Coetzee is not subjecting us to David Lurie, professor of literature, lover of Byron and amateur operatist, because he himself was an academic. If it is in any way a self-portrait, then it is a supremely detached and damning one. Though Lurie may be seen as an overly civilized man in a society turned barbaric, it's not quite that simple.
Lurie admits he hasn't "much of an eye for anything, except pretty girls," but that's alright, for one mustn't check one's passion. He quotes Blake, "Sooner murder an infant in its cradle than nurse unacted desires." So well-read, Lurie can always spring some great line to justify anything.
Sometimes, just dropping a name is enough, for he can count on his audience to be culturally at sea, "Follow your temperament. It is not a philosophy, he would not dignify it with that name.
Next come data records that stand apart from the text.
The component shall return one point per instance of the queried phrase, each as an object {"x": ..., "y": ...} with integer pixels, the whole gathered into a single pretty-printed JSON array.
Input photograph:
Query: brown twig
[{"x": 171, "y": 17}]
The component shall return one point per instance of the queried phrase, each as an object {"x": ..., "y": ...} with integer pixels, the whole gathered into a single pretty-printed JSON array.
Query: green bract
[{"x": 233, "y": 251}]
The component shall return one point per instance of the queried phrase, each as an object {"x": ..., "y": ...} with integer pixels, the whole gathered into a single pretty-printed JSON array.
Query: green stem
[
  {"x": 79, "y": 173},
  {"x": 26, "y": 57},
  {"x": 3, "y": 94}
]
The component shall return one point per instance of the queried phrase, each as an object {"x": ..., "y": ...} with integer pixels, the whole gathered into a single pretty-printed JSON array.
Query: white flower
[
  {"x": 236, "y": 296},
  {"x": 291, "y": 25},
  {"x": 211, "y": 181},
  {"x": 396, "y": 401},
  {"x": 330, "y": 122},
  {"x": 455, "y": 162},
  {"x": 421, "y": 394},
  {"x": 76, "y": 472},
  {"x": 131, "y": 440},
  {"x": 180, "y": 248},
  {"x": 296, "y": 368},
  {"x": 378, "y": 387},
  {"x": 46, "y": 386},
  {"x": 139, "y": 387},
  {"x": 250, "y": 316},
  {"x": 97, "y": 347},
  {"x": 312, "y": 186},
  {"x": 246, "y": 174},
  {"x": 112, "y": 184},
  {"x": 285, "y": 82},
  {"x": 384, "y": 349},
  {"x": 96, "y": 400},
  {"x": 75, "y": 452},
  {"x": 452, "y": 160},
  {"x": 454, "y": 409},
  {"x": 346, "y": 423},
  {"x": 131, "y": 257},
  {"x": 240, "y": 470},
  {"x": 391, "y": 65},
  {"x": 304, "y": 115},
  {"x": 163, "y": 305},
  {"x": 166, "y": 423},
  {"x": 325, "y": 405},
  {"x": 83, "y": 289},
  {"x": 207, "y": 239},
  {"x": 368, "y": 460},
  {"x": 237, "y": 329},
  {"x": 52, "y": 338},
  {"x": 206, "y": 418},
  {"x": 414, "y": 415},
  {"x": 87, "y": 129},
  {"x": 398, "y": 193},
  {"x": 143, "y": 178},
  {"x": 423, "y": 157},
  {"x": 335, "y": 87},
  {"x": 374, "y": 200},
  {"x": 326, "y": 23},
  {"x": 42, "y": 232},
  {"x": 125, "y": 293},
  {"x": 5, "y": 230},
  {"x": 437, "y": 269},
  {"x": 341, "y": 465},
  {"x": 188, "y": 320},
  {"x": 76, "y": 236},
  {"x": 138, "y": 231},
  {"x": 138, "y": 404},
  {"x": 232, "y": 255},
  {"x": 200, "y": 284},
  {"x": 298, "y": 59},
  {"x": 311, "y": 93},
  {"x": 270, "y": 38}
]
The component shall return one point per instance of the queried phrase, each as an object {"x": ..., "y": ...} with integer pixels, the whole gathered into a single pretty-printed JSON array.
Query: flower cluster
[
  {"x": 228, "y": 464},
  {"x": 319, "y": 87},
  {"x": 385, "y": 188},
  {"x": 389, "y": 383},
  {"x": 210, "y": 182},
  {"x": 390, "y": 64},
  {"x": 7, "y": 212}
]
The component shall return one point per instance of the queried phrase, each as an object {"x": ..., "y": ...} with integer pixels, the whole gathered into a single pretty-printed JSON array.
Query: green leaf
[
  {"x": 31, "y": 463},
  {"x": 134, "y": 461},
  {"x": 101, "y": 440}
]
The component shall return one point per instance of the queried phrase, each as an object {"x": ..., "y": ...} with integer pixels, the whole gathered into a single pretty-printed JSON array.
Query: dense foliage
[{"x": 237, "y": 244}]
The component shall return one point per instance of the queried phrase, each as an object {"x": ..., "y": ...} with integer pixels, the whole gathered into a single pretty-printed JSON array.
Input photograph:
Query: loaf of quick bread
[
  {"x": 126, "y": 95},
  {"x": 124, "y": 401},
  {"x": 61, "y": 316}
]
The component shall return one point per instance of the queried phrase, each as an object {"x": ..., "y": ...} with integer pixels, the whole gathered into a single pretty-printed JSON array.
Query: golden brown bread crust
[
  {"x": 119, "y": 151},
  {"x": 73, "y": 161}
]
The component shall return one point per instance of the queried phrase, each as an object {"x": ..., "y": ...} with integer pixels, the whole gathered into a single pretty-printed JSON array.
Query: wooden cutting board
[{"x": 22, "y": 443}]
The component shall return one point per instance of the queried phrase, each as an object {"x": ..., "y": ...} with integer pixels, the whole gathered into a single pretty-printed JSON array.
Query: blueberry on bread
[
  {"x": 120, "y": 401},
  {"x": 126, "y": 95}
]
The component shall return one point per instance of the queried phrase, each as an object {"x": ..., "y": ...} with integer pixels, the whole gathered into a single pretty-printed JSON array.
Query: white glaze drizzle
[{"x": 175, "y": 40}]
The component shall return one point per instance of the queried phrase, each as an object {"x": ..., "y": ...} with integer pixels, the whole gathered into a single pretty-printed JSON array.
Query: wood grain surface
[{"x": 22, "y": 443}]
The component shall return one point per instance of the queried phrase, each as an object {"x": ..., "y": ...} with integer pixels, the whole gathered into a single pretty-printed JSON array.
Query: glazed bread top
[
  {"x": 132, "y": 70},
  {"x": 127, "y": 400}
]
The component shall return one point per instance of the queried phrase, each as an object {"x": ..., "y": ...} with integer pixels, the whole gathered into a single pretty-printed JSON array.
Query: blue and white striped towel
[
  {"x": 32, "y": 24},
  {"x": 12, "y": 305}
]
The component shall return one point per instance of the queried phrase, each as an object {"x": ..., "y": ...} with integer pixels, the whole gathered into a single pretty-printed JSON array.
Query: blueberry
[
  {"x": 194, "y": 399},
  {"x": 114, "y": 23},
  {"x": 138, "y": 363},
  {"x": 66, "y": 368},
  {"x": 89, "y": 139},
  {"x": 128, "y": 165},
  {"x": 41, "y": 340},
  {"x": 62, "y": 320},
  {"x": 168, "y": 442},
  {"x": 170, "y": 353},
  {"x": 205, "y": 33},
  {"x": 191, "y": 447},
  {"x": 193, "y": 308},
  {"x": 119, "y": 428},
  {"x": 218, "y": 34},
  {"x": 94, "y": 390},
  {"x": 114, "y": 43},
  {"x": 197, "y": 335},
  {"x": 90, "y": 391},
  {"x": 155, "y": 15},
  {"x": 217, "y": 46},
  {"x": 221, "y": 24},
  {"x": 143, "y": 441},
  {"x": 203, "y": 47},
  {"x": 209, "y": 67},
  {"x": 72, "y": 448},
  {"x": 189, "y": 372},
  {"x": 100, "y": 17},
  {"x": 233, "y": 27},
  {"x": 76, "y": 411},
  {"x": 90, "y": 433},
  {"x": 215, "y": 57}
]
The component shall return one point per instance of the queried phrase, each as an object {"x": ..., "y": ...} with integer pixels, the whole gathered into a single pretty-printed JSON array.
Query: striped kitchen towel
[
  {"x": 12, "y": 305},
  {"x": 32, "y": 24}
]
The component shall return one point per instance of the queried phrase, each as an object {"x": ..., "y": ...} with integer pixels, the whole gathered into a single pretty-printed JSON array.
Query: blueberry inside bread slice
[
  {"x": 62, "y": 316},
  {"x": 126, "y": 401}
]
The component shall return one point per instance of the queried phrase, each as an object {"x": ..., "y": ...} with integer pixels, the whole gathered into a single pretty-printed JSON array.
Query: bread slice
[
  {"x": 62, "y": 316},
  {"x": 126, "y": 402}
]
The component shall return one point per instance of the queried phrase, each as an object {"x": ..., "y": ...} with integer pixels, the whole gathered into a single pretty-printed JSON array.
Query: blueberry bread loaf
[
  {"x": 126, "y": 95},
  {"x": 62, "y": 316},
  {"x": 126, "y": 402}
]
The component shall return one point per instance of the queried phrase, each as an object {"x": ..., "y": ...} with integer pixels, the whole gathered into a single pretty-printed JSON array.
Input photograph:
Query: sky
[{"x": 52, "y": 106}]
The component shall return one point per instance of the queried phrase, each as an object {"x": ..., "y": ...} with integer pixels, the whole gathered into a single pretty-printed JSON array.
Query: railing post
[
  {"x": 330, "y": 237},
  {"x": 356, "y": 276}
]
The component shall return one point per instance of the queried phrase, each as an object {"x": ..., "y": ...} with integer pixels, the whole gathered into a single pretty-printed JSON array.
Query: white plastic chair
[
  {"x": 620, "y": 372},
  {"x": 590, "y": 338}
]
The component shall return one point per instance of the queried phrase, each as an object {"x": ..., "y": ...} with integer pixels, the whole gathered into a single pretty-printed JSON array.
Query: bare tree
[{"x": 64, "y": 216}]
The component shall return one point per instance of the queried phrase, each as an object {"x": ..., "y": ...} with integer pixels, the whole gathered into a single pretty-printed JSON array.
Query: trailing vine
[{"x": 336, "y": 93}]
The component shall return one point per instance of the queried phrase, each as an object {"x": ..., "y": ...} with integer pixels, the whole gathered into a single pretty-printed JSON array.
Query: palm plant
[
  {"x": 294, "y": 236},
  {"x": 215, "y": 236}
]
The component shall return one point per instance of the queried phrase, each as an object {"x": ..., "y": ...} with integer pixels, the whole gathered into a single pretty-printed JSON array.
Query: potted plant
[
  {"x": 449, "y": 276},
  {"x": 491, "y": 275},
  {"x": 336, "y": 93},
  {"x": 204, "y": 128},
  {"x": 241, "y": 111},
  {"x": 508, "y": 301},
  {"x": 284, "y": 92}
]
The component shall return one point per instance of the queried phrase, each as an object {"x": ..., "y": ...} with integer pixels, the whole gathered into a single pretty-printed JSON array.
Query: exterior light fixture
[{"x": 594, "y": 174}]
It is a rule, like the Rule of St Benedict."
Saint Benedict actually advises, "Let him keep himself at every moment from sins and vices, whether of the mind, the tongue, the hands, the feet, or the self-will, and check also the desires of the flesh ["] We must be on our guard, therefore, against evil desires, for death lies close by the gate of pleasure."
Ah, but the temperament is fixed and set, Lurie's convinced. "The skull, followed by the temperament: the two hardest parts of the body." Unzipping his stiff temperament, Lurie cites a teacher of self-control. Coetzee seeds his text with lots of wicked irony. A seemingly casual word, gesture or concept can also boomerang much later to whack or torch you.
When the verb burn first appears, it's flameless, merely a figure of speech in discussing Wordsworth. Next, we have burning meat, but only at a braai in a farmer's market. Lurie then remembers his students' dullness to the perfective, as in burnt, "an action carried through to its conclusion." Lurie gets his perfective burning conclusion alright, when he's burnt. Just before it happens, Lurie even declares that real actions are needed instead of symbolism.
All that will come. Meanwhile, we're still with a middle-aged man extending his salad days. Set and hardened, Lurie can't help but seduce, and rather skillfully, given his experience with the pink chase, a student with "small breasts" and hips "as slim as a twelve-year-old's." "A child! he thinks: No more than a child! What am I doing? Yet his heart lurches with desire."
According to this poetry swooning professor, it is a crime against nature to snuff out desire, and many of us would agree, since it is the most enlightened and au courant stance. "'My case rests on the rights of desire,' he says. 'On the god who makes even the small birds quiver.'" Uninhibited, unchained and unleashed all sound good. Lurie doesn't rape his student, after all.